Weight estimation strategies address a critical medical need in settings where there is neither the time nor the opportunity to directly weigh patients. To date, no single previous method has provided accurate estimates of weight across a broad range of ages, weights, and lengths. The MM is the first method to address some of the limitations inherent in the existing weight estimation strategies. By using surrogates for length and girth, the MM expands the age range of children to which a single weight estimation method can be applied and removes some of the restrictions observed in other commonly used methods.

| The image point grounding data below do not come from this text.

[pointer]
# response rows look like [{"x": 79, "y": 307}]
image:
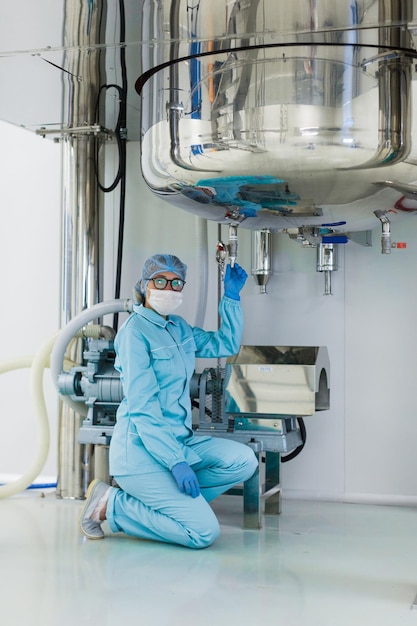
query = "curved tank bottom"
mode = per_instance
[
  {"x": 340, "y": 218},
  {"x": 276, "y": 115}
]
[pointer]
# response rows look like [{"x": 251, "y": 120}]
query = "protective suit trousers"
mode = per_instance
[{"x": 149, "y": 505}]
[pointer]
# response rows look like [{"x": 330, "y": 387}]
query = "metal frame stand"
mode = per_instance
[{"x": 262, "y": 492}]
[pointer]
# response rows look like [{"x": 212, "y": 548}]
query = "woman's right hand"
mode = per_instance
[{"x": 186, "y": 479}]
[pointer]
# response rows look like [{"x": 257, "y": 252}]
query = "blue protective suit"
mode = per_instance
[{"x": 156, "y": 360}]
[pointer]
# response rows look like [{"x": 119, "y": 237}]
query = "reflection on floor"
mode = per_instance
[{"x": 317, "y": 564}]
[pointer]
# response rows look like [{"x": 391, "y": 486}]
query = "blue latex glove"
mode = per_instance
[
  {"x": 234, "y": 279},
  {"x": 186, "y": 479}
]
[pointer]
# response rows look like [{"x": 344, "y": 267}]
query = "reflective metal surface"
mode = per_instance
[
  {"x": 276, "y": 380},
  {"x": 275, "y": 114}
]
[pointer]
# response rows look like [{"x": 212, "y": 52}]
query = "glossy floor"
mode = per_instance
[{"x": 317, "y": 564}]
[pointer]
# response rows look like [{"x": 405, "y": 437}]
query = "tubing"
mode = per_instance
[
  {"x": 38, "y": 363},
  {"x": 77, "y": 322}
]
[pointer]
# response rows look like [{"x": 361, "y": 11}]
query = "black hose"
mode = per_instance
[{"x": 296, "y": 452}]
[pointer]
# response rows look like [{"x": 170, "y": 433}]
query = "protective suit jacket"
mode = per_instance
[{"x": 156, "y": 360}]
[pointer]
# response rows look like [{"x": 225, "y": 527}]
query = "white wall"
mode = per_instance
[
  {"x": 362, "y": 449},
  {"x": 30, "y": 200}
]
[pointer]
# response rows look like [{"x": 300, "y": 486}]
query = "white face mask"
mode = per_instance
[{"x": 164, "y": 301}]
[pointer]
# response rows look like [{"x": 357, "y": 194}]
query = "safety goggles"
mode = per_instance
[{"x": 177, "y": 284}]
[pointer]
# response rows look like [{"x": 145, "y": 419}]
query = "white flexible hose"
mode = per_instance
[
  {"x": 38, "y": 363},
  {"x": 72, "y": 328}
]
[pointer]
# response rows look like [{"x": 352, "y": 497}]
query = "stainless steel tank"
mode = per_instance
[{"x": 275, "y": 114}]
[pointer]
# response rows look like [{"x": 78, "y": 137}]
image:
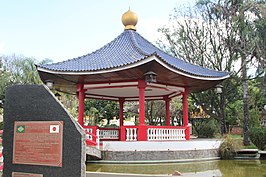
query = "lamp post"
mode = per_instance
[{"x": 219, "y": 91}]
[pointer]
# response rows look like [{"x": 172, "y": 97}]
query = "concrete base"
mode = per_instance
[{"x": 152, "y": 152}]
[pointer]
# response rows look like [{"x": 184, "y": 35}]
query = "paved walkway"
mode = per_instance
[{"x": 200, "y": 174}]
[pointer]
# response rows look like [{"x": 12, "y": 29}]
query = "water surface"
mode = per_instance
[{"x": 225, "y": 168}]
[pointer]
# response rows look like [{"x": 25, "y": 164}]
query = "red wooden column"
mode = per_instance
[
  {"x": 122, "y": 131},
  {"x": 167, "y": 111},
  {"x": 142, "y": 132},
  {"x": 81, "y": 97},
  {"x": 185, "y": 113},
  {"x": 121, "y": 111}
]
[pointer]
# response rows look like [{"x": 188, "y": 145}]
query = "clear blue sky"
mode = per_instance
[{"x": 64, "y": 29}]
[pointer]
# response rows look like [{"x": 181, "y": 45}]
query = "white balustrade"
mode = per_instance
[
  {"x": 88, "y": 136},
  {"x": 155, "y": 134},
  {"x": 109, "y": 134},
  {"x": 131, "y": 134}
]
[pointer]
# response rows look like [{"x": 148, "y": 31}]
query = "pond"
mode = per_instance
[{"x": 225, "y": 168}]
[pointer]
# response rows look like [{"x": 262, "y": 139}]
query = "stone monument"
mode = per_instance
[{"x": 40, "y": 138}]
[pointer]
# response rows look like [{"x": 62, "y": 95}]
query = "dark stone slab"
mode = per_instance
[{"x": 37, "y": 103}]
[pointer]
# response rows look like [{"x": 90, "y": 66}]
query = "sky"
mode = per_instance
[{"x": 65, "y": 29}]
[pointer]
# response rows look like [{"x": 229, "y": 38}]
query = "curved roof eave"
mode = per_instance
[{"x": 138, "y": 63}]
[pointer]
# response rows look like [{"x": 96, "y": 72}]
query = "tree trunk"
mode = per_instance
[{"x": 246, "y": 140}]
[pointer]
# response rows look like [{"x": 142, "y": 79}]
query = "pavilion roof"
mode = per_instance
[{"x": 127, "y": 49}]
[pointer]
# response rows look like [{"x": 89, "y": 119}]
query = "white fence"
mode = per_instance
[
  {"x": 131, "y": 134},
  {"x": 109, "y": 134},
  {"x": 155, "y": 134}
]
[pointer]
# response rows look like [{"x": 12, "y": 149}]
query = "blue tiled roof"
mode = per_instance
[{"x": 128, "y": 48}]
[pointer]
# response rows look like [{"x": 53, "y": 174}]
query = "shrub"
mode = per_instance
[
  {"x": 205, "y": 128},
  {"x": 228, "y": 148},
  {"x": 258, "y": 137}
]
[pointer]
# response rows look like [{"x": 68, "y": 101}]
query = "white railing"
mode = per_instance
[
  {"x": 89, "y": 132},
  {"x": 155, "y": 134},
  {"x": 109, "y": 134},
  {"x": 131, "y": 134}
]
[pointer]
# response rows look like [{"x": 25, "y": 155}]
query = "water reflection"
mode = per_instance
[{"x": 225, "y": 168}]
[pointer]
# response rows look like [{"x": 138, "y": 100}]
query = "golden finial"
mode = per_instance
[{"x": 129, "y": 20}]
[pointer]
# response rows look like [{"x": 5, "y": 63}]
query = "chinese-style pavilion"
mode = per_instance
[{"x": 130, "y": 68}]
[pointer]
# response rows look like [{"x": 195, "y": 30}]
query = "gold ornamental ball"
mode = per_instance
[{"x": 129, "y": 20}]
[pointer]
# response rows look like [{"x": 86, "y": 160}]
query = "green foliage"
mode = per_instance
[
  {"x": 205, "y": 128},
  {"x": 101, "y": 109},
  {"x": 258, "y": 137},
  {"x": 17, "y": 69},
  {"x": 228, "y": 148}
]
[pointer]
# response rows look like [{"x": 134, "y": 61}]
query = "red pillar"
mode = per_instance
[
  {"x": 121, "y": 119},
  {"x": 185, "y": 113},
  {"x": 142, "y": 131},
  {"x": 81, "y": 97},
  {"x": 142, "y": 85},
  {"x": 121, "y": 111},
  {"x": 167, "y": 111}
]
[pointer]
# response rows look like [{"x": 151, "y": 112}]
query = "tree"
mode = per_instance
[
  {"x": 218, "y": 35},
  {"x": 17, "y": 69},
  {"x": 101, "y": 109}
]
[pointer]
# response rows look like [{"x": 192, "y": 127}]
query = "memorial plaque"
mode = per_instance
[
  {"x": 38, "y": 143},
  {"x": 19, "y": 174}
]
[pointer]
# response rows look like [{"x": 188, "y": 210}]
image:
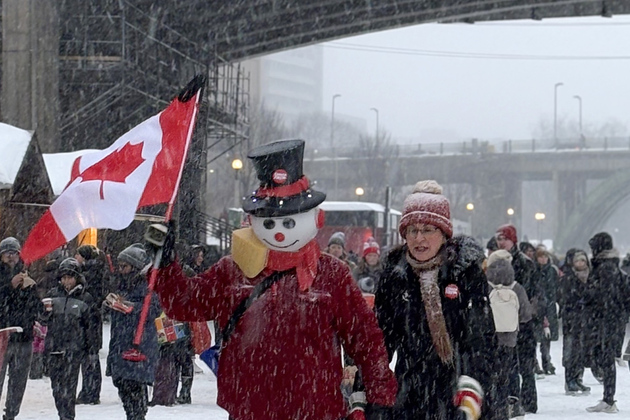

The MM performed extremely well in this Indian cohort, demonstrating goodness-of-fit criteria comparable to those observed for the method when applied to children in the United States.[7] The average absolute error in this study was −0.12 kg, which represented a percentage error of −1.5%, suggesting a slight underestimation of weight by the MM. There was little loss in predictive performance of the MM across BMI in children over 2 years of age; however, the method appears to overestimate the weight of infants in this population. Importantly, the MM predicted weight within 10% of actual weight for 70% of the enrolled children and within 20% of actual for more than 95% of the children that were studied.

Conclusions

This study was one of the first prospective evaluations of the MM in non-US children. The data presented herein suggest that the MM does not need to be modified for application to children in India, thus extending the utility of this weight estimation strategy beyond Western populations. The results of additional studies in geographically distinct children will further delineate the role of the MM in the care of children for whom there is no opportunity to obtain an accurate weight. However, integration of the MM into pediatric practice will require training materials that clearly detail how the measurements should be performed so as to generate reliable estimates in the field.